Benjamin West painted Strange's full-length portrait, which hangs in the Nova Scotia court.

==Assigned to British India==

Watercolour "Holy men outside Sir Thomas Strange house". In 1800, Strange became the first Chief Justice of the Supreme Court of Fort St. George (Madras), British India.

He moved back to England in July 1796. Strange was knighted on 14 March 1798 and the same year was appointed Recorder of Fort St. George (Madras), British India. In 1800, consequent to the Regulating Act of 1797, the Recorder's Court was superseded by the Supreme Court, and Strange was appointed Chief Justice. He commanded two of the four companies of Madras Militia and played an important role in suppressing the Vellore Mutiny of the soldiers of the East India Company in 1806. He was among the first English judges to study Hindu law and wrote a treatise on the subject after he returned to England, Elements of Hindu Law; referable to British Judicature in India (volume I issued in 1825, and volume II in 1830). A large portrait of Sir Thomas Strange adorns the gallery of the Chief Justice's Court in the Madras High Court.

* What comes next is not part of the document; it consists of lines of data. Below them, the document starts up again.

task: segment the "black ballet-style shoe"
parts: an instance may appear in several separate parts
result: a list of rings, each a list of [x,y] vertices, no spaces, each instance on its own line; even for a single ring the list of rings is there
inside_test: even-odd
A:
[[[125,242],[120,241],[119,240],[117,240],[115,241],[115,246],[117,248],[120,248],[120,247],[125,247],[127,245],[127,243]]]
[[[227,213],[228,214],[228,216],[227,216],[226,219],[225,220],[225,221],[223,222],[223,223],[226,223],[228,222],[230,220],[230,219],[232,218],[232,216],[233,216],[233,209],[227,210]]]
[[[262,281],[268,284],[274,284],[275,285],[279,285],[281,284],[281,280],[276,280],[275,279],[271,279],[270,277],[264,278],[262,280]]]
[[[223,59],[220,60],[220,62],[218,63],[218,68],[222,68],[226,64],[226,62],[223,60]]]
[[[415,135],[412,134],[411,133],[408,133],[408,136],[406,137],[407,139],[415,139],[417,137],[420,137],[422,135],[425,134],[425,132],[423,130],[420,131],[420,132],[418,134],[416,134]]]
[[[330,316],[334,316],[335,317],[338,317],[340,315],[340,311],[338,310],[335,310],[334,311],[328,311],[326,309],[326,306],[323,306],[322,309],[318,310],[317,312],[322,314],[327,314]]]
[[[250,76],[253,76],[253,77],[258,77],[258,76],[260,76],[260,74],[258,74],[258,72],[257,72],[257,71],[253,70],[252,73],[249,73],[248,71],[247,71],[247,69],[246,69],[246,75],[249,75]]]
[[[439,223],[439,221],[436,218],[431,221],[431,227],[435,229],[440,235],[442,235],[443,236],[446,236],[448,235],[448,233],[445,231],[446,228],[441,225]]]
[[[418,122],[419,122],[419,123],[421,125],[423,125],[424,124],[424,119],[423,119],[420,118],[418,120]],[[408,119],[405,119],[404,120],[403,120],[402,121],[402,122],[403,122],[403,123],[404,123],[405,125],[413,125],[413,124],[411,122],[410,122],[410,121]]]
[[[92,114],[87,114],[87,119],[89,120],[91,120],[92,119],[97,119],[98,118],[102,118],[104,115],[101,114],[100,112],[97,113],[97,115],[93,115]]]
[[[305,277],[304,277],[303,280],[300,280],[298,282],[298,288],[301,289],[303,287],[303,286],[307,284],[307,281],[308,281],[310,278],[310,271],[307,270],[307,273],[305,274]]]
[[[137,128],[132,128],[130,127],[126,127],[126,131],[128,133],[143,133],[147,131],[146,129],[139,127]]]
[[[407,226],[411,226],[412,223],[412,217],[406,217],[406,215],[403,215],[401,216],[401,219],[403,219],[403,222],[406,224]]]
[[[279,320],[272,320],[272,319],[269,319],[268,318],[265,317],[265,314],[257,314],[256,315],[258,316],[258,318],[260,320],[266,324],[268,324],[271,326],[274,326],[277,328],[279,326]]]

==Marriage and later years==

At Fort St. George he married, secondly, to Louisa Burroughs, daughter of Sir William Burroughs, 1st Baronet, on 11 October 1806. (His first wife, Janet Anstruther, whom he married in 1797, died in 1798.) They went on to have several children, including Alexander Strange, an army officer and surveyor in India. In 1840 he married Mary Rose née Tickell and they had a son Thomas Lumisden Strange, a judge and writer.

Strange died at Kempshot Rd, Lower Streatham on 3 September 1841 and was buried in West Norwood Cemetery.